At scale, performance engineering hinges on reproducibility and maintainability. In large organizations, where multiple teams test the same product across varied environments, it’s like trying to play a symphony with different orchestras: unless everyone follows the same score, you’ll never hear the same music. That was the challenge we faced when we kicked off the "superheroes-automation" [1] project, an ambitious cross-organization initiative involving both Red Hat and IBM. Our goal was simple, yet daunting: to create a fair and consistent performance testing setup for comparing different Java technologies. We needed a setup that was not only robust but also perfectly reproducible, ensuring that every person involved, regardless of their team or environment, would run the exact same tests in the exact same way. This is the story of how we tamed the performance testing beast and achieved true reproducibility by leveraging qDup [2].
The Challenge
Our initiative brought together talented engineers from across two organizations, but with that came a diverse array of local development environments, preferred tools, and ingrained testing habits. This diversity, which is usually a strength, quickly became our biggest hurdle.
Our primary struggle in the early stages was the stark inability to reproduce the same results between teams. We would run what we thought was the same performance test, only to get frustratingly different numbers. With each team having their own scripts and manual steps to spin up this environment, subtle but significant variations were inevitable. Were the results different because of the technology we were testing, or because one team’s database was configured slightly differently? The data was noisy, making any meaningful comparison impossible. We were spending more time debugging our setups than analyzing performance.
The inherent complexity of our chosen application, Quarkus Superheroes [3], required an automated setup. This was the only way to guarantee a uniform configuration for every user and ensure the solution was portable enough to function reliably across diverse environments – ensuring everyone was actually testing the same thing.
The Orchestrator of Our Performance Symphony
Faced with these challenges, we needed a powerful orchestrator. As the maintainers and developers behind qDup [2], we knew we had the perfect tool for the job. In fact, we built qDup precisely to solve these kinds of complex automation problems that rely heavily on shell scripting.
What is qDup?
At its heart, qDup is a powerful orchestrator for scripting. It’s not a new, proprietary programming language you have to learn. Instead, it takes the shell commands and scripts your teams already know and use, and it gives them superpowers. It allows you to structure your automation, manage states between different scripts, and coordinate their execution across multiple servers.
It is designed to follow the same workflow as a user at a terminal so that commands can be performed with or without qDup. Commands are grouped into re-usable scripts that are mapped to different hosts by roles. All defined using simple YAML files, very similar to Ansible playbooks.

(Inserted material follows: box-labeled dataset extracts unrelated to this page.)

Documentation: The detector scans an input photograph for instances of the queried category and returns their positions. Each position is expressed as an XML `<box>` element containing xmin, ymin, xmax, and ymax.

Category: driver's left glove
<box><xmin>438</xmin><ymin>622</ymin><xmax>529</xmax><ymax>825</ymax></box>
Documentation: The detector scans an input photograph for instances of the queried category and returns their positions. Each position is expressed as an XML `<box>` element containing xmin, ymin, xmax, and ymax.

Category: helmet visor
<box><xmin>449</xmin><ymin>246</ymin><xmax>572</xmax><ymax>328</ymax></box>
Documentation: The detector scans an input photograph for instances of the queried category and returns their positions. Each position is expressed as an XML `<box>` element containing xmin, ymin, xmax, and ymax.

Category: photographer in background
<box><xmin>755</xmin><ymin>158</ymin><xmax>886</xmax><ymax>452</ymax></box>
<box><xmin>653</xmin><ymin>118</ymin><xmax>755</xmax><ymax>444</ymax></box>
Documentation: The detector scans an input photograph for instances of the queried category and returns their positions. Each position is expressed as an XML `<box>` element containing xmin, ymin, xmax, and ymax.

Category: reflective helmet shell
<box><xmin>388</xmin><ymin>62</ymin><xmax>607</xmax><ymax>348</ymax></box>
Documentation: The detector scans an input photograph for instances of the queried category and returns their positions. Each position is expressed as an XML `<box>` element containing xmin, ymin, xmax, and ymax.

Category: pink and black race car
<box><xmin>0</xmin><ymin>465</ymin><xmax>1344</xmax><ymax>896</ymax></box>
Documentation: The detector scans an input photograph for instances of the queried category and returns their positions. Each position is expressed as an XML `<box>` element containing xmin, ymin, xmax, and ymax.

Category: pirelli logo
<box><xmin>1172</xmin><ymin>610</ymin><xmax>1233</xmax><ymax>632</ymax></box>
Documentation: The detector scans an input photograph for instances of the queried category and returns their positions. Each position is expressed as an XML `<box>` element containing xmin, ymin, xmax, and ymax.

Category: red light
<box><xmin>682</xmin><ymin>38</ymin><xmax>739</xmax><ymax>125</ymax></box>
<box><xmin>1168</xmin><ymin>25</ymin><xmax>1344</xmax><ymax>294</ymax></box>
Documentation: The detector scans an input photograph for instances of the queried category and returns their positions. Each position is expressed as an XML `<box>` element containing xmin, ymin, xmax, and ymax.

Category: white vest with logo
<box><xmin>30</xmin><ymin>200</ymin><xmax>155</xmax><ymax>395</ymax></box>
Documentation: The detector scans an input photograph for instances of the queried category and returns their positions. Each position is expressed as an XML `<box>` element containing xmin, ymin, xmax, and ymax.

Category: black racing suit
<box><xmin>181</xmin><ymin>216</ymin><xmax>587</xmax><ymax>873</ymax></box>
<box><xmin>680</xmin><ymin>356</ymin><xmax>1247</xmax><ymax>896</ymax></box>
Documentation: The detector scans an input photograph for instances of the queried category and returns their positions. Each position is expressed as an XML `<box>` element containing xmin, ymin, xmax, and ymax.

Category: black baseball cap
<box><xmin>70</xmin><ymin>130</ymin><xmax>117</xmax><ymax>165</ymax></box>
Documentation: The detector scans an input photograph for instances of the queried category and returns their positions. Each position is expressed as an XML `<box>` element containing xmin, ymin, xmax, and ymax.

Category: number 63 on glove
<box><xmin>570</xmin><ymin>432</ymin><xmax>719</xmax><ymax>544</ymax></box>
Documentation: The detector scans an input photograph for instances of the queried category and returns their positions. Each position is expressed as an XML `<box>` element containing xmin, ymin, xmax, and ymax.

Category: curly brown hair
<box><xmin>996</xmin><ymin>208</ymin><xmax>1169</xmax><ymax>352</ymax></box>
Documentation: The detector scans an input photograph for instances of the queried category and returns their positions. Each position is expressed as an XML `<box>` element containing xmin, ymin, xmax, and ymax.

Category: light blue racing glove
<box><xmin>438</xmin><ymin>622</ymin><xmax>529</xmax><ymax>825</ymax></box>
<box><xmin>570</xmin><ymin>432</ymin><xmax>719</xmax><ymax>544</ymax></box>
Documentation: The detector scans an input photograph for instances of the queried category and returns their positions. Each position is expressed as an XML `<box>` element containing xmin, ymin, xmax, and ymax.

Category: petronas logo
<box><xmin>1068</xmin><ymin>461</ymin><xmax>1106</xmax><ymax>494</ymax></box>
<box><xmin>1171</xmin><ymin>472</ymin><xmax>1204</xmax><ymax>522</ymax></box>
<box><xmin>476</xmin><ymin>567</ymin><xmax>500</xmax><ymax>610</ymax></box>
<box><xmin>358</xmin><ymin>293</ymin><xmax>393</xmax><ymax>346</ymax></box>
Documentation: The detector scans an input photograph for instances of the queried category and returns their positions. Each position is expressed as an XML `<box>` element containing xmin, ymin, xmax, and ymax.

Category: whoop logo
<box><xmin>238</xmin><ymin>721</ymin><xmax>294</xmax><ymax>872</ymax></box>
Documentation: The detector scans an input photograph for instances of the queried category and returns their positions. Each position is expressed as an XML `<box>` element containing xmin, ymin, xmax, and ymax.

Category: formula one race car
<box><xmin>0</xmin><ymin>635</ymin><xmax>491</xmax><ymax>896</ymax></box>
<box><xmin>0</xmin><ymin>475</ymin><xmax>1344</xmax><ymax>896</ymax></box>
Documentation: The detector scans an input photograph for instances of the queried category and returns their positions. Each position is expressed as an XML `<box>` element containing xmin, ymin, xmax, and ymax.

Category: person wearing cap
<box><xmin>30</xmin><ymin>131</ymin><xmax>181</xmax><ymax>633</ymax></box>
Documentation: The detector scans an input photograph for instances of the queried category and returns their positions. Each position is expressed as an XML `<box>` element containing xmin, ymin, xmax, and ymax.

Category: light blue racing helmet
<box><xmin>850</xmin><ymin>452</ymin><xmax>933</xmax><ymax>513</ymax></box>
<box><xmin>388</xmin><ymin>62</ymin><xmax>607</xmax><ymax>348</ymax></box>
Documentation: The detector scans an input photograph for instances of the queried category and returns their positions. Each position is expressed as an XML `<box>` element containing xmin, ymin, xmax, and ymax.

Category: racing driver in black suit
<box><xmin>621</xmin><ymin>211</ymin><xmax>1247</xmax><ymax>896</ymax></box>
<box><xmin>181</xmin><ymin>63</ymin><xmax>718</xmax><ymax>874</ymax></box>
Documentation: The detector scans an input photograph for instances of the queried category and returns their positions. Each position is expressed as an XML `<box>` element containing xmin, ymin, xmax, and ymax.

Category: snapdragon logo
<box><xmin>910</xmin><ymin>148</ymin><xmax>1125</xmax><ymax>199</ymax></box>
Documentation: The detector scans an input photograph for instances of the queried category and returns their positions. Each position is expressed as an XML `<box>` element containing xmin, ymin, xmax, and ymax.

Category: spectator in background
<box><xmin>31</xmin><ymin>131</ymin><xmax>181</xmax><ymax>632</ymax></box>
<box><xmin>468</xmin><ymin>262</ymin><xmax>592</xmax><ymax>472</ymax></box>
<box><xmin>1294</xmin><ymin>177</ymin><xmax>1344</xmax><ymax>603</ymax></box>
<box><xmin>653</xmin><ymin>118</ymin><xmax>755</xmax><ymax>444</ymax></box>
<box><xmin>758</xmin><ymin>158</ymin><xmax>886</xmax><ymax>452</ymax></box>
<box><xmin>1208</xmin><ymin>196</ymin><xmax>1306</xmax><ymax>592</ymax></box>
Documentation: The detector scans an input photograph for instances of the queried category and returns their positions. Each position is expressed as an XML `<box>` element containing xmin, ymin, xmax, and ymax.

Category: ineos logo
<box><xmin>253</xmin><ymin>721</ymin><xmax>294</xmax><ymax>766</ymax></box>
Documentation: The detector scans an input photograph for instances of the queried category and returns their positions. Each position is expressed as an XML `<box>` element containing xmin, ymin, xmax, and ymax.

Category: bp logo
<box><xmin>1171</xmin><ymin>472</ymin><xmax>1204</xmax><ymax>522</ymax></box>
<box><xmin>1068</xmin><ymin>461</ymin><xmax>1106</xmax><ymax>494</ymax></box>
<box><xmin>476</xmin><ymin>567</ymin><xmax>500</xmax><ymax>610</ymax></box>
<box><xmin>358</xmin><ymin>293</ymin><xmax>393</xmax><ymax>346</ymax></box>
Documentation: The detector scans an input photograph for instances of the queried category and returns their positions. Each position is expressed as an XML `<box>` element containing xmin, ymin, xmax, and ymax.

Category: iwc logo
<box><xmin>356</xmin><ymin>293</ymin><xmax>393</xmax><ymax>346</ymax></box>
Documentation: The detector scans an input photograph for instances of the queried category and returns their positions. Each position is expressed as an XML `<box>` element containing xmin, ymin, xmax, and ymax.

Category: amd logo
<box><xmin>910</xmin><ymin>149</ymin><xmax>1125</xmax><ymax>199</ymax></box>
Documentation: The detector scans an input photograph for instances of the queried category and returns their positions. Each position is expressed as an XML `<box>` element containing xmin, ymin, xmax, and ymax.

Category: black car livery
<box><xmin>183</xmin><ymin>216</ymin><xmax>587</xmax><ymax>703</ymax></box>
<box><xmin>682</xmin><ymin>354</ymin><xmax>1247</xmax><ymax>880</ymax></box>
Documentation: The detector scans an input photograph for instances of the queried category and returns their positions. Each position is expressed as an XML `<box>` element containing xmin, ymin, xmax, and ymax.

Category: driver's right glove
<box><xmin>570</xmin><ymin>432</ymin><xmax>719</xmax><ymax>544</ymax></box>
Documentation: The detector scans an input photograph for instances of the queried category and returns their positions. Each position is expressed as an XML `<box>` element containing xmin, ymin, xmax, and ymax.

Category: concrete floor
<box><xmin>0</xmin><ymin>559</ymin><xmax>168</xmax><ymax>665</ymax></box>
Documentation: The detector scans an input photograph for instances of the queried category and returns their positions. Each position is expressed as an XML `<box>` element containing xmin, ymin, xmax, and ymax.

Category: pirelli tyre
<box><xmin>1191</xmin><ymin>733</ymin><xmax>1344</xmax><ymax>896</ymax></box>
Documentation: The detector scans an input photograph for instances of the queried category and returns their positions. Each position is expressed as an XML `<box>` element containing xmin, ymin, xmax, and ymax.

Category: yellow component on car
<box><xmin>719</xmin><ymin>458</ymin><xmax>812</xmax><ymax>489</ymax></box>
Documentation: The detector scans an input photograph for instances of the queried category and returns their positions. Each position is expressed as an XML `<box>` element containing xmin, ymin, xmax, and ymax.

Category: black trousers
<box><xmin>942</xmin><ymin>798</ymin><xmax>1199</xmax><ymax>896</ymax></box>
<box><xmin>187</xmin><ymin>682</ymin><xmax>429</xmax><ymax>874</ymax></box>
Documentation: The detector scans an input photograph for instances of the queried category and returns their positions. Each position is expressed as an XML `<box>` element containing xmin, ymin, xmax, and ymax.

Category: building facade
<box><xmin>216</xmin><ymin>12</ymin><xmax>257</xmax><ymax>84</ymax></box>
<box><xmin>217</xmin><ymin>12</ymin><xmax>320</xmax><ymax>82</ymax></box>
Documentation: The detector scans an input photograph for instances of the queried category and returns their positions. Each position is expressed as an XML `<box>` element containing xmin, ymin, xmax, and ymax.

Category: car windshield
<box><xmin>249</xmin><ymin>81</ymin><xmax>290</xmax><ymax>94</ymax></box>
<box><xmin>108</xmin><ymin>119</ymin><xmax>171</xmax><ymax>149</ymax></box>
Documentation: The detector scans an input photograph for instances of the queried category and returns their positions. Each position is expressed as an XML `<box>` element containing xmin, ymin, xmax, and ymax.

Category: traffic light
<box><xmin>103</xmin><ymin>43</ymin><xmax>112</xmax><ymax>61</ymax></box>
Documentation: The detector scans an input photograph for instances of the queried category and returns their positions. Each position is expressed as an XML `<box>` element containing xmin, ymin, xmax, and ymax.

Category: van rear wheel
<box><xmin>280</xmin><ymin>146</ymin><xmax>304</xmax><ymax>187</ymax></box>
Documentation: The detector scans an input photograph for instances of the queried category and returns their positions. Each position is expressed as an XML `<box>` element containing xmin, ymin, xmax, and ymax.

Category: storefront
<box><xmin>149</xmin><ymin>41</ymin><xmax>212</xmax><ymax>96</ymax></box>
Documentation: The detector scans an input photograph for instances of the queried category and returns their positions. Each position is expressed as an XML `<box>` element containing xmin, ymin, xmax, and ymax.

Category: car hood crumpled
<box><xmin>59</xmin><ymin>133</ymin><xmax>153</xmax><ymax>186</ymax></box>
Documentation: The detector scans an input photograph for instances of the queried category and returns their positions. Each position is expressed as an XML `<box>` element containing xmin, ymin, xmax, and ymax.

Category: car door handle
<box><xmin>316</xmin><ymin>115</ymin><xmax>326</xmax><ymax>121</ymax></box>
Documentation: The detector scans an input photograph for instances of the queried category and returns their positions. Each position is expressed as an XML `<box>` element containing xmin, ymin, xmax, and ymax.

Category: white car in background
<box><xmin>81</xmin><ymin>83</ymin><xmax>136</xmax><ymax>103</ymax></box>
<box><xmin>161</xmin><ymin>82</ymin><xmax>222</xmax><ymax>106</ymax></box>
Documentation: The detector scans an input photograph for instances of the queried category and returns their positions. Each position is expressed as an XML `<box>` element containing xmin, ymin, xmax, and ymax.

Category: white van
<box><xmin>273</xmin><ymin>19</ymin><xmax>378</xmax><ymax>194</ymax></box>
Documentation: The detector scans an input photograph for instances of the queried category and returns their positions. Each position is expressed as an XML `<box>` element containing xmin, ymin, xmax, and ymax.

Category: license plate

qDup has 3 pre-defined phases for script execution to follow the usual performance test workflow: setup, run, and cleanup.
How is qDup solving the challenge?
We chose to use and continue to develop qDup because it is founded on principles that directly address the challenges of collaborative automation, especially in a bash-centric world:
It embraces bash; it doesn’t replace it: This is the most crucial design philosophy behind qDup. We know that most automation is built on the foundation of shell scripts. So, instead of forcing teams to learn a new language, qDup allows them to leverage their existing skills and scripts. This dramatically lowers the barrier to entry and accelerates adoption.
Declarative YAML as the single source of truth: We believe automation workflows should be easy to read and version. By using YAML, we provide a declarative way to define the entire process. This file, when checked into Git, becomes the undeniable source of truth, ending any debate about how a test should be run. The workflows can be split into several files to improve readability and maintainability.
Guaranteed consistency is a core tenet: The fundamental promise of qDup is to guarantee that every user runs the exact same commands in the exact same order. This isn’t just a feature; it’s the core reason the tool exists. It’s our definitive solution to the "it works on my machine" problem.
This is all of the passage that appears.